Dating apps, discipline, and Sisyphus
Returning to dating apps
A binge-like approach to life
I tend to go through life in binges. Binging one TV show, book, project, friendship, hobby, type of food, and then moving onto the next one. (I’ve been eating the same Ban Ban Shop grain bowl for lunch for the past month and a half.)
So when I decided to get back on dating apps again, I approached it with a similar… all consuming style.
Pushing off work deadlines and crapping through my meetings with shallow promises for the future, I spent the past week swiping through 400+ men.
A renewed version of myself
I first spent an hour perfecting my own profile, scrolling through the 19,440 photos in my camera roll for the most flattering clips which showed off my personality, contained funny stories, or could be conversation starters in any kind of way.
After updating my profile, I bit the bullet and pressed unpause.
Likes started rolling in, across people of all different strata of life. After a semester of redefining myself from the ground up, I felt a renewed clarity in my own tastes—I was looking for smart and interesting people, first and foremost. People to have fun conversations with.
A library of interesting people
Early on, I matched someone who looked like a huge nerd (my type!). We talked about his Lego Death Star, my current obsession with mechanical keyboards, and on the hierarchy of energy drinks.
I spent the rest of the week talking to person after person, getting to know what makes them tick.
- One that was insanely smart, got into Harvard Law School, and was 2nd in the world at Clash of Clans at one point—while also being a nicotine addict and a chronic class skipper.

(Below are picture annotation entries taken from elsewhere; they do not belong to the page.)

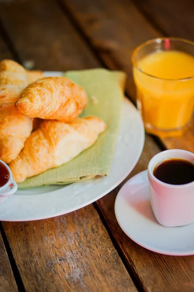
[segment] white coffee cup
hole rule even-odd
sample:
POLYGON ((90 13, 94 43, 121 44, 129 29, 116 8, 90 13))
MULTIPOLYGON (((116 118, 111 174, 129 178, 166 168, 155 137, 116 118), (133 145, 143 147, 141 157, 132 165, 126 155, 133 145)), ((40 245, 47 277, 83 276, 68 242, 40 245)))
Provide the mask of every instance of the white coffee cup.
POLYGON ((185 159, 194 164, 194 154, 184 150, 167 150, 155 155, 148 168, 150 200, 159 223, 165 226, 180 226, 194 222, 194 182, 175 185, 156 179, 153 174, 156 165, 171 158, 185 159))
POLYGON ((0 163, 3 164, 9 172, 9 179, 8 181, 2 186, 0 187, 0 204, 3 202, 10 197, 14 194, 18 189, 18 185, 13 180, 12 173, 10 168, 3 161, 0 160, 0 163))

- One person whose laptop exploded in their backpack when they were a kid.
- Another that was doing an investment banking internship, lamenting on its soulless-ness. He loved birdwatching, and had changed all of his contact photos to different Pokemon.
- Another that was astonished at how many mutual connections we had on Instagram (we had three.)
- A guy named “Chalant.”
- And a CS+BME who was addicted to his Google Calendar.
Math and inebriation
I went on date after date, drinking with friends, going clubbing? in the meanwhile talking about how humans are topologically 7-holed doughnuts, and arguing over why my Theorems are like libraries poem was sh!t because computer science has no fundamental axioms which are Turing-complete. (Though I think this guy missed the point of the poem.)

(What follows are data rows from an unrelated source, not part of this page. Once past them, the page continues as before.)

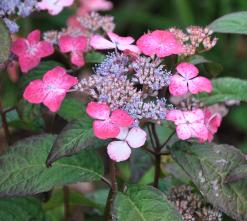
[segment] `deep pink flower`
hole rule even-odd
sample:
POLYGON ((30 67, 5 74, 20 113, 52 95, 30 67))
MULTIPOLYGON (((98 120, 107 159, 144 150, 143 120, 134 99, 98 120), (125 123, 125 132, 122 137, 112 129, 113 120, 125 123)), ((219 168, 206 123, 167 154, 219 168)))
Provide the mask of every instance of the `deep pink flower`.
POLYGON ((42 0, 38 2, 37 7, 40 10, 48 10, 49 14, 57 15, 64 7, 71 6, 74 0, 42 0))
POLYGON ((144 145, 147 134, 139 127, 134 127, 130 131, 128 128, 121 128, 120 134, 116 137, 120 141, 113 141, 107 146, 109 157, 116 161, 129 159, 131 148, 139 148, 144 145))
POLYGON ((11 51, 18 56, 21 71, 27 73, 38 66, 41 58, 53 54, 52 44, 40 41, 40 31, 34 30, 25 38, 14 41, 11 51))
POLYGON ((102 37, 101 35, 94 35, 91 38, 90 45, 94 49, 105 50, 105 49, 114 49, 117 48, 120 51, 129 50, 134 53, 139 53, 139 49, 137 46, 132 45, 135 39, 132 37, 120 37, 119 35, 108 32, 108 37, 111 41, 107 40, 106 38, 102 37))
POLYGON ((145 55, 157 55, 164 58, 173 54, 182 54, 183 45, 169 31, 156 30, 142 35, 136 45, 145 55))
POLYGON ((80 11, 91 12, 91 11, 106 11, 113 7, 112 2, 106 0, 80 0, 81 8, 80 11))
POLYGON ((198 94, 212 91, 212 83, 209 79, 197 77, 199 70, 195 65, 183 62, 176 69, 178 74, 172 76, 169 85, 169 91, 172 95, 182 96, 188 92, 198 94))
POLYGON ((33 104, 43 103, 50 111, 56 112, 67 91, 77 82, 77 78, 68 75, 64 68, 55 67, 46 72, 42 80, 31 81, 23 97, 33 104))
POLYGON ((208 130, 204 124, 204 113, 200 109, 193 111, 171 110, 167 113, 166 119, 175 123, 177 135, 181 140, 189 138, 206 140, 208 137, 208 130))
POLYGON ((222 117, 219 113, 212 114, 208 108, 204 109, 204 117, 204 123, 206 128, 208 129, 208 136, 207 139, 202 139, 201 142, 212 142, 214 134, 218 131, 218 128, 220 127, 222 117))
POLYGON ((71 63, 82 67, 85 64, 83 52, 87 48, 87 39, 84 36, 64 35, 59 39, 59 48, 63 53, 71 52, 71 63))
POLYGON ((90 102, 86 112, 97 119, 93 122, 94 135, 103 140, 117 137, 121 127, 133 124, 133 118, 124 110, 114 110, 110 115, 110 108, 105 103, 90 102))

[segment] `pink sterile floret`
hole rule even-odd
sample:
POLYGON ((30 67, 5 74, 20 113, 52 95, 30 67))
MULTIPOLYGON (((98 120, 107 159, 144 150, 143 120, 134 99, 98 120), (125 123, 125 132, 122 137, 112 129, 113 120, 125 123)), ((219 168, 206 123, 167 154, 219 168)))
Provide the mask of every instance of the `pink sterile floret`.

And the consequences of my actions
But I was spending ALL of my time on this all-encompassing side quest. I started getting stress dreams about failing my high school AP tests. Every meeting felt like an extended apology.
Crashing out to Raghav
Loneliness and betrayal
I crashed out last night to Raghavendra. How I suspect my current inability to focus on non-dating endeavors is because I was so emotionally starved for the past 3 years—that I overcompensated and gave into every random thought or cute guy that came across my phone.
But that in doing so, I felt like I was betraying the people who I promised I would deliver good work to. That while it’s healthy to experience these things in moderation, that I was overindulging at the expense of my responsibilities.

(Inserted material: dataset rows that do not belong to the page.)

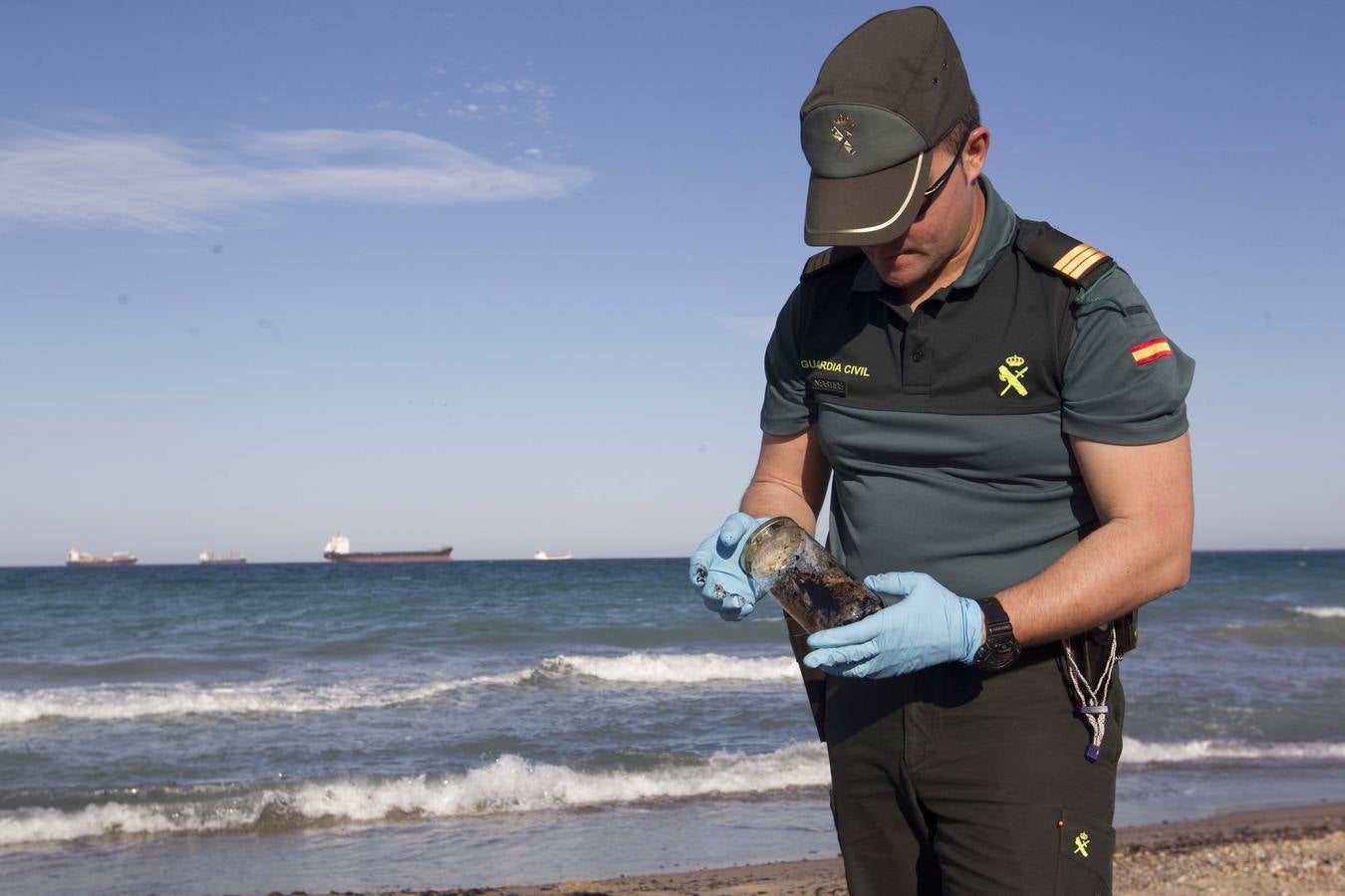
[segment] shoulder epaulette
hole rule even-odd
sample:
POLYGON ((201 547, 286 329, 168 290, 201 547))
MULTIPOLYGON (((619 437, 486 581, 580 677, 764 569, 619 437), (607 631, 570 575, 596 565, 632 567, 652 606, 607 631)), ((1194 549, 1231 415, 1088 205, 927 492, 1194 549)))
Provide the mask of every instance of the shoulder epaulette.
POLYGON ((1080 293, 1088 292, 1115 267, 1107 253, 1088 243, 1080 243, 1042 222, 1024 222, 1018 240, 1028 261, 1077 283, 1080 293))
POLYGON ((808 261, 803 265, 803 273, 799 274, 799 279, 807 279, 819 271, 827 270, 829 267, 845 265, 846 262, 853 262, 862 257, 863 253, 859 251, 858 246, 833 246, 831 249, 823 249, 816 255, 808 258, 808 261))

Self restraint: A human problem
I thought back to when I read Augustine’s Confessions in my freshman year literature class. And felt a little less alone when I realized that people were writing about the struggle against one’s base desires in the pursuit of enlightenment back in 400 AD as well.
The Hinge-Sisyphus
Feeling exasperated, I jokingly explained to him how I felt like Sisyphus, pushing up Hinge matches up the mountain of my iMessages.
Rag remarked that it’s about enjoying the journey! Of pushing up our boulders, trying to diffuse my self-judgement.
And I elaborated that my issue is more so that my life has many mountains, each with their own worker-Sisyphi climbing them; that we have a limited bank of energy to spend amongst them all. And that right now, I’m spending too much of my energy into the Hinge-Sisyphus.
A system of discipline?
The conclusion of this long winded and emotionless saga of events, was that I need to find a system of discipline which works for me. One which is aware of the power of working inertia, of our human energy constraints, and is aligned with my life goals.
So I paused Hinge. Maybe I’ll come back to it once I’ve figured my life out.